Literature DB >> 20879400

Markov random field driven region-based active contour model (MaRACel): application to medical image segmentation.

Jun Xu1, James P Monaco, Anant Madabhushi.   

Abstract

In this paper we present a Markov random field (MRF) driven region-based active contour model (MaRACel) for medical image segmentation. State-of-the-art region-based active contour (RAC) models assume that every spatial location in the image is statistically independent of the others, thereby ignoring valuable contextual information. To address this shortcoming we incorporate a MRF prior into the AC model, further generalizing Chan & Vese's (CV) and Rousson and Deriche's (RD) AC models.

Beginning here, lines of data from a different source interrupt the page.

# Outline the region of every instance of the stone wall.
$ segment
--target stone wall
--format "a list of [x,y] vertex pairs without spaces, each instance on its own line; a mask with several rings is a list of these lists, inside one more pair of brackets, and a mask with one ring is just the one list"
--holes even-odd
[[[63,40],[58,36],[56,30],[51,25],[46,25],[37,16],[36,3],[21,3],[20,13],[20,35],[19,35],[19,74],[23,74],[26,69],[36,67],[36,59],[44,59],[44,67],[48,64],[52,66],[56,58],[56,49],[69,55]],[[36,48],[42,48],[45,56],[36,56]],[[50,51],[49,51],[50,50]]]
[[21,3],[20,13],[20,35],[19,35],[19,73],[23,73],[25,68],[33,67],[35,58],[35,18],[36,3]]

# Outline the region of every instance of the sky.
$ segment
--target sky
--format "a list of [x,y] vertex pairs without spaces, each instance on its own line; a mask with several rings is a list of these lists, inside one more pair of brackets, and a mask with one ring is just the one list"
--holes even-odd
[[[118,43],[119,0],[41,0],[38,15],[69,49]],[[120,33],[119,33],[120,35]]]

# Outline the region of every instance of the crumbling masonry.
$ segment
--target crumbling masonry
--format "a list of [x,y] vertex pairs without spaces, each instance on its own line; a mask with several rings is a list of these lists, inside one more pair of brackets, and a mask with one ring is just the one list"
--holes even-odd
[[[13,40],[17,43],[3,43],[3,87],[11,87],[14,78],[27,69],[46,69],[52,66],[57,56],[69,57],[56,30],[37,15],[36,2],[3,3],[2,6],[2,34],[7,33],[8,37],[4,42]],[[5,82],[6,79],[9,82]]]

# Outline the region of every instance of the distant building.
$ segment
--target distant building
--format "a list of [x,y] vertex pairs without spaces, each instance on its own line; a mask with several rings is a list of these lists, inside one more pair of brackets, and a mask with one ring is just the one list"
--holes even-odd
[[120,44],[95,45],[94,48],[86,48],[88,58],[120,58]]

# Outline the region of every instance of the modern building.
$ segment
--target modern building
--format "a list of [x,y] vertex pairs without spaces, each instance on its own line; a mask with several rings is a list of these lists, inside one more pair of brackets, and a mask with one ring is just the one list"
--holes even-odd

This incorporation requires a Markov prior that is consistent with the continuous variational framework characteristic of active contours; consequently, we introduce a continuous analogue to the discrete Potts model. To demonstrate the effectiveness of MaRACel, we compare its performance to those of the CV and RD AC models in the following scenarios: (1) the qualitative segmentation of a cancerous lesion in a breast DCE-MR image and (2) the qualitative and quantitative segmentations of prostatic acini (glands) in 200 histopathology images. Across the 200 prostate needle core biopsy histology images, MaRACel yielded an average sensitivity, specificity, and positive predictive value of 71%, 95%, 74% with respect to the segmented gland boundaries; the CV and RD models have corresponding values of 19%, 81%, 20% and 53%, 88%, 56%, respectively.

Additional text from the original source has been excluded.